All of a sudden the rangers have
real teeth in terms of running down poachers.
Locating a recent downed elephant can not be difficult since the
animals’ mates will be visibly distressed and any observers will quickly pick
up on the signs. Now they have a tool
that allows hot pursuit without any fuss whatsoever.
An escaping poacher no longer has
a creditable lead time at all.
I am reminded of military raiding
doctrine applied in Northern France before the
D Day landings. A well planned mission
would go into the target and make the attack which rarely lasted minutes and
left any defenders either dead or seriously disorganized. The team then took of away from the target on
the run and ran for one hour normally along useable paths in the country. This left them six miles away and in a fairly
random direction from the target. Any
creditable response would need all of that hour to arrive on the scene and get
it together to attempt a pursuit with no intel on the proper direction to
follow. Common sense tells us it can not
be managed.
Blood hounds change that equation
by providing certainty regarding the escape route itself. A swift followup even hours later will catch
up a laden group on foot. In the case described,
the poachers obviously felt no reason to exert themselves and were caught up
close to the target. It will not be that
easy next time but the result will likely be similar unless they can get to a
vehicle quickly enough.
Once poaching becomes nearly
impossible it will end. This may turn out to be the best solution yet to this
problem.
Bloodhounds deployed to fight elephant poaching in DR Congo
by Staff Writers
The Democratic Republic of Congo 's famed Virunga National Park has
deployed bloodhounds to track down elephant poachers, a park official said
Monday.
"The first operation of the specially-trained bloodhounds was
launched after a succession of elephant-poaching incidents," LuAnne Cadd,
the park's public relations officer, told AFP.

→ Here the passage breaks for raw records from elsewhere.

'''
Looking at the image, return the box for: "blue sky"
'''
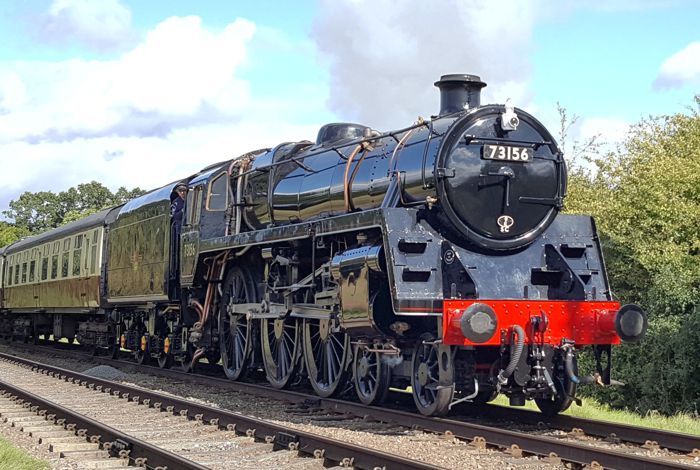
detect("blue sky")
[532,4,698,120]
[0,0,698,214]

"The operation lasted two days and resulted in an armed contact
between park rangers and suspected elephant poachers followed by the recovery
of an illegal cache of weapons," she said.

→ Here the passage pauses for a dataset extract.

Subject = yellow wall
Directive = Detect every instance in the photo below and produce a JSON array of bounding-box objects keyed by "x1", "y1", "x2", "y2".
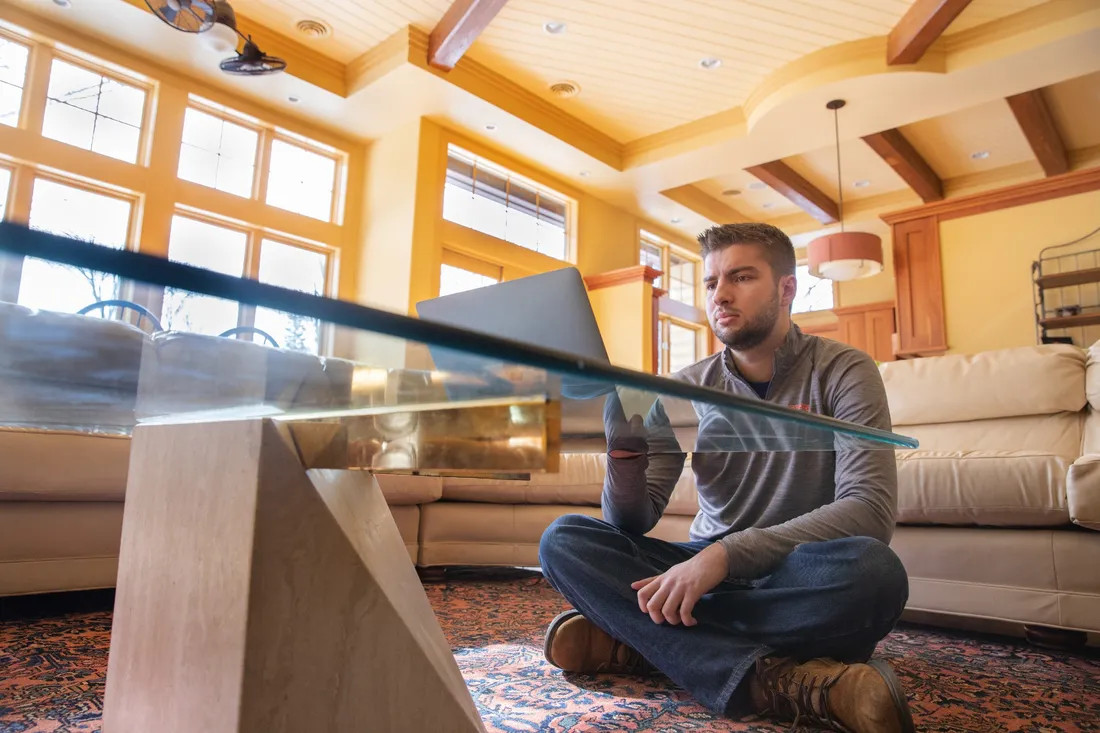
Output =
[{"x1": 939, "y1": 189, "x2": 1100, "y2": 355}]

Two bloodhounds tracked the poachers, following their scent over a
distance of seven kilometres. There are a total of five bloodhounds deployed to
fight poaching.
Cadd said 11 elephants were killed in 2011 in Virunga and three in
January and February this year.
She said the European Union-backed canine project "will
have a significant impact on the poaching problem in the park, particularly in
protecting the vulnerable elephant population as demands for ivory increase
worldwide."
The dogs were trained for about a year at a special facility in Switzerland .
The 7,800-square-kilometre (3,011-square-mile) park, created in 1925,
is the oldest in Africa and
was classified a UNESCO World Heritage Site in 1979.
It is home to about a third of the world's population of rare mountain
gorillas and also has hippopotamuses and elephants.